結果等我拿起來一看,卻發現是何宇明打來的電話。
他醒了?
我想著就接起了電話,只聽見何宇明問我:「餵老蔡,你在哪呢?我怎麼在醫院裡?」
這小子,大概是給睡迷糊了,連發燒以後的事情都一點不清楚。和花隊長暫時告別了以後,我就一個人打了輛車回醫院。
我和何宇明說道:「你也是奇葩,醫生說你最近幾個月最好不要喝酒了。由腸胃引起的發燒,我還真沒見過幾個。我現在馬上回醫院,你想吃什麼,我給你帶。」
何宇明不知道今天發生的事情,竟然還吃得下去,跟我點了一堆想吃的東西,我坐著計程車跑了兩三家店才買齊。

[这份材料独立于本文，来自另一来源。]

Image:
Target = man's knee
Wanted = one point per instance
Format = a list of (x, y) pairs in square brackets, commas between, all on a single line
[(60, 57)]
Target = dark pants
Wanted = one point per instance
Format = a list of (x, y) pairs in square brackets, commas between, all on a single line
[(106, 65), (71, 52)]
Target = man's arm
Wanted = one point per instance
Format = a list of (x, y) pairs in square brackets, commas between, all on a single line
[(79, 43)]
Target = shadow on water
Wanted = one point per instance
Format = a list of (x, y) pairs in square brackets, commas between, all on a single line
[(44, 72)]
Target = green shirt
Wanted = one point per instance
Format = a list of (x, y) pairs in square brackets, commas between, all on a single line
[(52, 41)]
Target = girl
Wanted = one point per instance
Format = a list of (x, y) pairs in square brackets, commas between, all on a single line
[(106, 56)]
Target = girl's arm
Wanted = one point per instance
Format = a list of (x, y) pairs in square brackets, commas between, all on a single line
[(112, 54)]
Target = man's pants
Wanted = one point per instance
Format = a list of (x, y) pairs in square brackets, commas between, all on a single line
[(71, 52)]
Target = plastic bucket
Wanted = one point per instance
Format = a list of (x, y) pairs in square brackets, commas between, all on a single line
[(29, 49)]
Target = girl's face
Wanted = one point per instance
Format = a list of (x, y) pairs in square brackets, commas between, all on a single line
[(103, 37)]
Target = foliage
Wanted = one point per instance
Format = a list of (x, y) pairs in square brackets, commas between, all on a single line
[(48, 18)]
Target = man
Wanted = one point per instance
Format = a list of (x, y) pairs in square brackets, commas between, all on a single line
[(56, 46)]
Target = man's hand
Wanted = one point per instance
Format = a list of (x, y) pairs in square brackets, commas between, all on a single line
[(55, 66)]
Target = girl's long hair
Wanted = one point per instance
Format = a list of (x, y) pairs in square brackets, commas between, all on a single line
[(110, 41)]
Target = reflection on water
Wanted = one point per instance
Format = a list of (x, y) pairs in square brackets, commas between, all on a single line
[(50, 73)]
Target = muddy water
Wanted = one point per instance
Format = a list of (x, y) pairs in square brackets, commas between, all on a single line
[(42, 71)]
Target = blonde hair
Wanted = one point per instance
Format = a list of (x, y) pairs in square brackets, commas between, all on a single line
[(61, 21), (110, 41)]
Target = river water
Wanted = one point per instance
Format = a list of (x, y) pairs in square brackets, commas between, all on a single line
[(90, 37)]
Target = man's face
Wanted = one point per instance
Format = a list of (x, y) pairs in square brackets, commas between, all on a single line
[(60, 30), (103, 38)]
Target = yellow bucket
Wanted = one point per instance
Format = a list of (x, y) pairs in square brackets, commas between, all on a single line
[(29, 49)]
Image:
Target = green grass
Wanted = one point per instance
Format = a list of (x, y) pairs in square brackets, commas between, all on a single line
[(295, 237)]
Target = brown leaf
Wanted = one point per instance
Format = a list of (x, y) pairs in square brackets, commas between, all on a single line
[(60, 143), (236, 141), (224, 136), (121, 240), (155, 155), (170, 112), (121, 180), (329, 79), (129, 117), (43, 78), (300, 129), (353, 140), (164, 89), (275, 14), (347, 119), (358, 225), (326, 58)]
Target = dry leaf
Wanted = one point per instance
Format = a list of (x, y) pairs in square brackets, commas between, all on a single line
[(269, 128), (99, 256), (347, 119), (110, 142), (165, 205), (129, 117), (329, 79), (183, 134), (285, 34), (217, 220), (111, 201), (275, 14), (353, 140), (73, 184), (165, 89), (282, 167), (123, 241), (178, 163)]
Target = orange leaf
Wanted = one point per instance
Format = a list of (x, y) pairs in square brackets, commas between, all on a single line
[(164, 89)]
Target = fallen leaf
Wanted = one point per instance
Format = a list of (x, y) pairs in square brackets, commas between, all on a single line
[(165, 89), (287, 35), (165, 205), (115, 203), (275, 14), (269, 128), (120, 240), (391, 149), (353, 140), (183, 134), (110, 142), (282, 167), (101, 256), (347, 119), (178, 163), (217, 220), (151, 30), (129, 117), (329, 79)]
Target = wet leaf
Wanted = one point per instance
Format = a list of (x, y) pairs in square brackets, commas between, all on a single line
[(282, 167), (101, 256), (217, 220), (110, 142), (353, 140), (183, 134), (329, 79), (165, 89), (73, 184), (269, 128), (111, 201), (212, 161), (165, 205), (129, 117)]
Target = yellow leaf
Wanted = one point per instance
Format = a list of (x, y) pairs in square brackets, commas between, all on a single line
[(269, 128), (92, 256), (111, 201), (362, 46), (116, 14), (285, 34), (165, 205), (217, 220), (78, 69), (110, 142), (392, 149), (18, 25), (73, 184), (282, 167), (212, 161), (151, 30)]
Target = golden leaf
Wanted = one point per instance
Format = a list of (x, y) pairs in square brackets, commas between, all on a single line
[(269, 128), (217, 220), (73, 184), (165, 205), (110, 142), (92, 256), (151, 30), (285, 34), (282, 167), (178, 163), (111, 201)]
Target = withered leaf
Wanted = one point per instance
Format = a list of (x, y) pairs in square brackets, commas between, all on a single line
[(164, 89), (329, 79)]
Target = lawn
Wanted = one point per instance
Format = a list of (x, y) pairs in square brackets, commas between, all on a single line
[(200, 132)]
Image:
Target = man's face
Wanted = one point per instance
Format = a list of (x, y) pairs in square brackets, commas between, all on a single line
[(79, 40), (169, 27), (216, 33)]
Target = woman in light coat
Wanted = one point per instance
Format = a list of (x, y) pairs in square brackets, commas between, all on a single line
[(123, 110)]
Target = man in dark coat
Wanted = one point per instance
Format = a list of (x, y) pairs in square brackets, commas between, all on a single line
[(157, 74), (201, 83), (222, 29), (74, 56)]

估計他要是知道今天晚上有鬼嬰會找上門來,就沒有心情吃下這麼多東西了!
不過我也知道何宇明腸胃不好,他點的很多我都沒給他買,只買了一些清淡的。
到了醫院以後,我還特意跑到那個出事的病房看了一眼。
花隊長動手還是快,只見那個病房的門已經被封上了,還貼了封條。估計,屍體都已經帶走了。
雖然走道里還時不時有人出來看,但是也沒有人圍觀了。
這些人都他媽有病吧?這裡不是婦產科的樓層嗎?他們就不怕沾了晦氣嗎?
我心裡也是滿滿的無語。
回到了何宇明的病房以後,我看到何宇明的吊瓶竟然換了一隻手。他另外一隻手的方向上吊著一瓶空的吊瓶,針管上面還滴著血。

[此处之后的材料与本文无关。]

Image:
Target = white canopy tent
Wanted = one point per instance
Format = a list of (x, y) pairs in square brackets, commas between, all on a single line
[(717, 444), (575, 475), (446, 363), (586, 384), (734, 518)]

我瞬間意識到一件事情,該不會是我出去這麼久,何宇明是血倒流才醒的吧。
看著何宇明委屈又蒼白的小表情,我是立馬道歉說:「哇對不起對不起,老何是不是我出去了一段時間你這沒人看著吊瓶打完了也不知道?」
何宇明深吸了一口氣,說:「別說了,老蔡快,先扶我去上個廁所,我快憋死了!」
我把打包的東西放在桌子上就扶著何宇明去了一趟廁所。
說真的,要是我們沒有認識對方的話,還不知道今天是不是誰病了都只能一個人來醫院,一個人看著吊瓶到底,拿著吊瓶找護士、上廁所。
挺不好意思的,沒想到我出去一趟差點沒害何宇明血流干。
回到了病房以後,何宇明是空了肚子又開始大吃了起來。我跟他說:「別著急,都是你的,我吃過了。你啊,以後吃飯吃慢點,你要自己記住自己腸胃不好。」
何宇明嘴裡嚼著東西,對著我說:「管他呢,我都快餓死了。」
我笑了,剛才是憋死,現在是餓死。
在何宇明吃著的時候,我跟他說了他昏迷以後發生的事情,從他老闆打電話過來說的事到那個病房裡發生的事。
何宇明說:「還好還好,不就是鬼嬰嘛。還是可以應付的!」
沒想到,何宇明竟然還能說出沒啥大事的感覺。
其實奇叔說沒啥事以後我也放鬆了點,只是腦子裡一直在想如果真的這麼簡單,那個敗類又何必養這個鬼嬰?
他連續害了這麼多人的性命,不可能就是為了一個普普通通的鬼嬰。雖然說那幾個人的性命並不是他直接害死的,但是歸根到底還是和他脫不了干係。
或者說……和我也脫不了干係。
也不知道,今晚到底會出現的是什麼東西。